Os resultados reportados são avaliados como positivos e alinhados às projeções fundamentalistas para o segmento residencial multifamiliar (multifamily). O principal destaque positivo reside na sólida recuperação de praças maduras essenciais, como São Francisco e Nova York, onde a escassez de novas ofertas habitacionais permitiu uma redução de 21% na concessão de descontos promocionais, além de estimular um crescimento sequencial de 130 pontos-base nas taxas combinadas de novos aluguéis e renovações. Como ponto de atenção e detração geográfica, nota-se um desempenho mais tímido nos mercados de Boston e Seattle, impactados por fatores climáticos e pela desaceleração temporária de investimentos no setor de ciências biológicas (life sciences).

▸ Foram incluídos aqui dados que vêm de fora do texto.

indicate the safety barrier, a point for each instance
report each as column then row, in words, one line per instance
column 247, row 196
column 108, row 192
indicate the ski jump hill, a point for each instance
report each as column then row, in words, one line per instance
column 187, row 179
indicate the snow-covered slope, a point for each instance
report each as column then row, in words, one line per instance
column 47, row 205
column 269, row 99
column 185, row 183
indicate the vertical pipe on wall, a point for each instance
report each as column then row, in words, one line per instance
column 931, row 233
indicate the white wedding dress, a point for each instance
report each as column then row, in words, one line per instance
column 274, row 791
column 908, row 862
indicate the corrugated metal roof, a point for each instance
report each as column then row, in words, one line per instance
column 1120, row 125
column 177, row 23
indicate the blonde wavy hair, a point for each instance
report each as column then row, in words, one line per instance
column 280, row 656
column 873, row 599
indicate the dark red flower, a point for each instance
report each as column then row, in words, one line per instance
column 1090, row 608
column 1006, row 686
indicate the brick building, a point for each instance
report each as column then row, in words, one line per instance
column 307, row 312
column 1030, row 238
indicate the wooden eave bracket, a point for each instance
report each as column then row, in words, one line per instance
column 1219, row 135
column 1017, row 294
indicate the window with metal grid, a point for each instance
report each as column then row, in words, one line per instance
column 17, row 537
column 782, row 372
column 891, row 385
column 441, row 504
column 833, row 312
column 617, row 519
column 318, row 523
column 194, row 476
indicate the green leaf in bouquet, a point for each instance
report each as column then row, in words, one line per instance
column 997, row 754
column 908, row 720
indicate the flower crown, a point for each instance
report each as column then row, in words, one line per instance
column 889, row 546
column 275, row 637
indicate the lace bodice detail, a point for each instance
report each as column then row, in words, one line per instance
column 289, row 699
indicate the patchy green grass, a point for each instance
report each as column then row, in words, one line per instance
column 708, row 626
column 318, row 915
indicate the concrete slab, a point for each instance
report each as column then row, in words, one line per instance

A perspectiva futura para o fundo mostra-se favorável, ancorada por fundamentos macroeconômicos setoriais propícios. As projeções oficiais indicam que a entrega de novos empreendimentos concorrentes nos mercados de atuação do Equity Residential deve registrar uma contração de 35% ao longo de 2026 em comparação a 2025, fornecendo um cenário de menor pressão de oferta para a manutenção do poder de precificação (pricing power) e sustentação das taxas de ocupação. Adicionalmente, a iminente integração com a plataforma da AvalonBay confere opcionalidades elevadas de ganhos de escala, captura de sinergias operacionais e otimização de custos de capital para novos desenvolvimentos imobiliários.
Conclusão do Analista
Em termos de qualidade, é um REIT razoável, inserido em um setor bem previsível, com a maioria das receitas oriundas de aluguéis relativamente mais elevados do que a média americana e ganhos com vendas estratégicas de propriedades, além de ter uma baixa taxa de vacância em seus condomínios residenciais. Diante dos pontos positivos e dos riscos trazidos até aqui no relatório, o Equity Residential (EQR) poderia fazer sentido para o investidor que busca dividendos previsíveis, contudo, o preço atual não traz margem de segurança adequada, desta forma mantemos o REIT como recomendação neutra.